Posted: Tue Sep 02, 2008 9:33 am
by goutam
eostic wrote:As far as I know, throbinson is correct --- this is still the same method in v8...the xsd must be indicated in the xml instance. So, make sure the syntax fits as throbinson has stated, and then check with support for the validation anomaly.

Ernie
I have the following XML document.

<?xml version="1.0" encoding="UTF-8" ?>
<RECORD SchemaLocation="copysheet.xsd">
<DGTL_ASSET_ID>200822010145799020</DGTL_ASSET_ID>
<PKGFMT>LABEL</PKGFMT>
<CPYDOC>P685892</CPYDOC>
<CEDTR>GIBSON VENITA TECH.</CEDTR>
<COPYSHEET_TYPE>SY</COPYSHEET_TYPE>
<DGTL_ASSET_ID>20000000000001</DGTL_ASSET_ID>
<PKGFMT>LABEL</PKGFMT>
<CPYDOC>P685884</CPYDOC>
<CEDTR>GIBSON VENITA TECH.</CEDTR>
<COPYSHEET_TYPE>SY</COPYSHEET_TYPE>
</RECORD>



The XML schema is copysheet.xsd and is defined as

<?xml version="1.0" encoding="ISO-8859-1" ?>
<xs:schema>
<xs:element name="RECORD">
<xs:complexType>
<xs:sequence>
<xs:element name="DGTL_ASSET_ID" type="xs:decimal"/>
<xs:element name="PKGFMT" type="xs:string"/>
<xs:element name="CPYDOC" type="xs:string"/>
<xs:element name="CEDTR" type="xs:string"/>
<xs:element name="COPYSHEET_TYPE" type="xs:string"/>
</xs:sequence>
</xs:complexType>
</xs:element>
</xs:schema>

First i ran the job with a metadata as defined in xsd. the job ran fine.

when i changed the datatype of DGTL_ASSET_ID to date , the job still ran fine with warning "XML_Input_3,0: Warning: Input_XML_Test.XML_Input_3: XSLT Processor: Column Name = "DGTL_ASSET_ID": Value = "200822010145799020" is an invalid date."


Rather record should go to reject link.

Please guide me if there is anything wrong.

Posted: Tue Sep 02, 2008 9:41 am
by chulett
You should provide a full pathname to the xsd. And it should be "schemaLocation" as far as I know, the case matters as well.

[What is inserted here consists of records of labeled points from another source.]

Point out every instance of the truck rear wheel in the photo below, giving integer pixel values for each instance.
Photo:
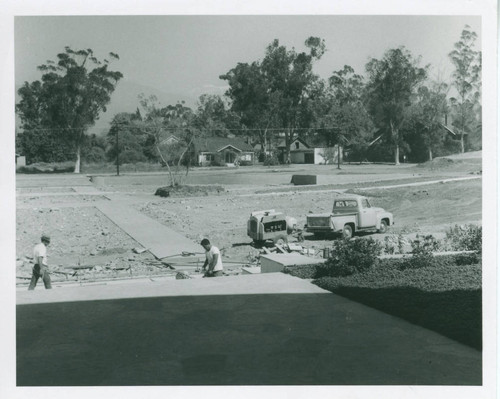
(280, 240)
(383, 227)
(347, 232)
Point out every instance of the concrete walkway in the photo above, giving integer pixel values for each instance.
(270, 329)
(161, 241)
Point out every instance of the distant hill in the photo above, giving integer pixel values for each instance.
(125, 99)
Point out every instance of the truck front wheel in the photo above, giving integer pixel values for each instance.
(347, 232)
(383, 227)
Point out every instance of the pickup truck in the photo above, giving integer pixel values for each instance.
(350, 214)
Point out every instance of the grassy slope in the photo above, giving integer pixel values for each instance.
(430, 205)
(445, 299)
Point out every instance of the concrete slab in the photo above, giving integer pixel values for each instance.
(270, 329)
(271, 283)
(161, 241)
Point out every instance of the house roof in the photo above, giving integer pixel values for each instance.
(169, 139)
(449, 130)
(282, 144)
(215, 144)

Posted: Tue Sep 02, 2008 10:06 am
by throbinson
You're almost Golden! The XSD is working since it is correctly identifying the element as a date. You need to change the mapping of the warning from warning to Reject and it will work. You don't have to fully qualify the path unless you want to. You probably should but the XML Input stage IS finding it where you've got it. The Project subdirectory? Not a Best Practice. It should be put somewhere else and either hard code or parameterize the location.

Posted: Tue Sep 02, 2008 10:10 am
by chulett
Exactly, it would need to be in the Project folder (and moved with the job) for that relative path to work. As noted, not a Best Practice.

Posted: Tue Sep 02, 2008 11:10 am
by goutam
throbinson wrote:You're almost Golden! The XSD is working since it is correctly identifying the element as a date. You need to change the mapping of the warning from warning to Reject and it will work. You don't have to fully qualify the path unless you want to. You probably should but the XML Input stage IS finding it where you've got it. The Project subdirectory? Not a Best Practice. It should be put somewhere else and either hard code or parameterize the location.
throbinson,

I mapped warning to reject on transformation page of XML input stage. Still records are not going to reject link. Both the XML document and XML schema are in same location and is not a projct sub directory.Do i need to give full path of XSD in XML document?

Posted: Tue Sep 02, 2008 11:36 am
by throbinson
No. I'm pretty sure it is finding the XSD. I believe te validation of the XML is taking place. It is the reject that is not happening. This now goes to Ernie's comment about a patch. If you have mapped the warning/fatal/informational DS log message to Reject, then it should have rejected upon an improper DATE. I'm out of ideas. :cry:

Posted: Tue Sep 02, 2008 12:02 pm
by chulett
I think you are right about the 'finding it' part. I went back through an old job that uses that feature and while it is an XML Output stage rather than an input, the annotation says it needs to be in the same directory as the xml for the 'relative' path in the schemaLocation to find it.